The results showed that elevated blood levels of homocysteine for both men and women can raise the risk of heart disease as much as smoking a pack of cigarettes a day, having a high blood pressure of 160/95, or an elevated blood cholesterol.

A recent report in the Journal of the American Medical Association revealed that high homocysteine levels are not only associated with coronary heart disease. Nine of 11 studies showed increased homocysteine was related to higher incidence of stroke. And all nine studies found a relationship between increased homocysteine and arterial disease of the legs.

Other evidence abounds. For instance, the Nutrition Canada Survey found that Canadians with lowest levels of folic acid in the blood had a 69 per cent greater risk of death from coronary heart disease (CHD). A study in the journal Circulation even found a link between high homocysteine and CHD in young women, a group in which heart disease is rare.

The scary conclusion? Those who had the highest elevated levels of homocysteine had double the risk of heart disease.

While it’s not certain how high blood levels of homocysteine trigger heart disease, it’s believed that homocysteine injures the inner endothelial lining of the arteries. This sets the stage for both clogging of the artery and increased risk of blood clot.

So what should we do? One could wait for more proof. But being tardy about getting sufficient amounts of B vitamins might result in a needless heart attack.

One in five adults has homocysteine levels high enough to increase the risk of heart disease. It’s also estimated that 88 per cent of North Americans consume less than the recommended 400 micrograms of folic acid.

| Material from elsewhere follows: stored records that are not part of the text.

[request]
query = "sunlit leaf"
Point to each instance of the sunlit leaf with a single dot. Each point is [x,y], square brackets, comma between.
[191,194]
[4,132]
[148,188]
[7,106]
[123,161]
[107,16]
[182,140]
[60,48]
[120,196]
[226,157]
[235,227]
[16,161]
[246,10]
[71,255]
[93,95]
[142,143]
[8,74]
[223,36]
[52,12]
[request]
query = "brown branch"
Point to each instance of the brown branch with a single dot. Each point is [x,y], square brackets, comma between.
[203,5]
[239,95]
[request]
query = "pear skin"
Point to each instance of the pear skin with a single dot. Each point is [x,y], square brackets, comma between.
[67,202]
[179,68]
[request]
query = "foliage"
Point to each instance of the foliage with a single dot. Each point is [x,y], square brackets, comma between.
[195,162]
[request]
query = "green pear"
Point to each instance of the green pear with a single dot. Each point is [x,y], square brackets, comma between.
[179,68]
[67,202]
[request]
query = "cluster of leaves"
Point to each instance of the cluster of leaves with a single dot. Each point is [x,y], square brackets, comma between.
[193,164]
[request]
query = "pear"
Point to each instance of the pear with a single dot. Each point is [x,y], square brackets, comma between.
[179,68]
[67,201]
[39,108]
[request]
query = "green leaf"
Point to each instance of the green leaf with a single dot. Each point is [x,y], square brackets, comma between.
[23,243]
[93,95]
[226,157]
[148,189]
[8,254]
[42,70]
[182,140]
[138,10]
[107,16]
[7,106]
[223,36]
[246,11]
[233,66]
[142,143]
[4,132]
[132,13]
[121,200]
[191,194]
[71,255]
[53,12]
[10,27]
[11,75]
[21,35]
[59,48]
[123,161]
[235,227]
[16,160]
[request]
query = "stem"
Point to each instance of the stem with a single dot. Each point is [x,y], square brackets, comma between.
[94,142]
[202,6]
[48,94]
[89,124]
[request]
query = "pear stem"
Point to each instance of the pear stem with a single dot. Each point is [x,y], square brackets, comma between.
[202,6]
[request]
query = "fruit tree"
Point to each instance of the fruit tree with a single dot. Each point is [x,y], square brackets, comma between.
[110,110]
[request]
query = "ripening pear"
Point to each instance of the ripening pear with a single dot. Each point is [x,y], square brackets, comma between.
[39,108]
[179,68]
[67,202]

The most sensible approach is to ensure an adequate dietary intake of B vitamins. Folic acid is present in green leafy vegetables, fruits, wheat germ, brewers yeast, dried beans, peas and liver. Vitamin B6 is also present in green leafy vegetables, along with fish, meat, poultry, whole grain cereals, nuts. Dairy products, eggs, meat and fish are rich in B12.

If you have a diet deficient in these vitamins it’s wise to take a multivitamin supplement. Dr. Meir Stampfer, a world authority on vitamins, believes the dosages found in typical multivitamins are acceptable.